Eleanor Anne Porden (born July 14, 1795 in London , † February 22, 1825 ; married Eleanor Anne Franklin ) was an English poet and the first wife of the polar explorer John Franklin .

Life

Eleanor Anne Porden was the younger surviving daughter of the architect William Porden and his wife Mary. Another daughter and son of the couple died in infancy. Eleanor Porden was tutored by private tutors and attracted attention early on with her talent for writing. She attended courses and lectures in chemistry , geology , natural history and botany at the Royal Institution in London. At sixteen she wrote her first major work, The Veils; or the Triumph of Constancy , a romantic poem in six books that was not published until 1815.
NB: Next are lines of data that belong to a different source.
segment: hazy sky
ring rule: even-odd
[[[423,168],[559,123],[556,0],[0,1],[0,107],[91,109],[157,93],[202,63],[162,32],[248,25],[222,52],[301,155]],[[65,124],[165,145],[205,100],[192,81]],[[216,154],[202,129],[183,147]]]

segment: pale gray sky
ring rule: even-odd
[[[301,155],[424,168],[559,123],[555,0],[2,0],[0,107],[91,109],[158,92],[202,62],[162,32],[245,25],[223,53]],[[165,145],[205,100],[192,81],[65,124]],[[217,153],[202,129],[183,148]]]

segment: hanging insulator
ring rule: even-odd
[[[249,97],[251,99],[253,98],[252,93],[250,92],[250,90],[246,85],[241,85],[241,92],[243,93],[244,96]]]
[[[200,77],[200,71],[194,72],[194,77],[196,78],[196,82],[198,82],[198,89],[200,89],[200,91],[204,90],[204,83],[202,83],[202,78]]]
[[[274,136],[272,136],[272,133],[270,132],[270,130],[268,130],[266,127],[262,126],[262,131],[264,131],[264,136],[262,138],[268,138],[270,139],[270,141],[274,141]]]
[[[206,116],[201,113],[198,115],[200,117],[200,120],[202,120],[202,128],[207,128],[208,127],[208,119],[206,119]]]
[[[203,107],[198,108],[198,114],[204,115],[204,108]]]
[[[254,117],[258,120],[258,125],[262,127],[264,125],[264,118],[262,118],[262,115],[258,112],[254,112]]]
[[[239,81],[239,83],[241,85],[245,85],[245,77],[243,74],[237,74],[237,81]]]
In 1818 she met her future husband John Franklin just before his first polar expedition and was thus inspired to write the short poem The Arctic Expeditions . During Franklin's absence, she wrote the epic poem in sixteen books, Cœur de Lion, or The Third Crusade, on Richard the Lionheart and the Third Crusade , published in 1822. In the same year John Franklin returned to England. The two married in August 1823.

Their daughter Eleanor Isabella was born in June 1824. The pregnancy of Eleanor Franklin, who suffered from tuberculosis, worsened . She died in February 1825 at the age of 29, a few days after John Franklin set out on his second Arctic expedition.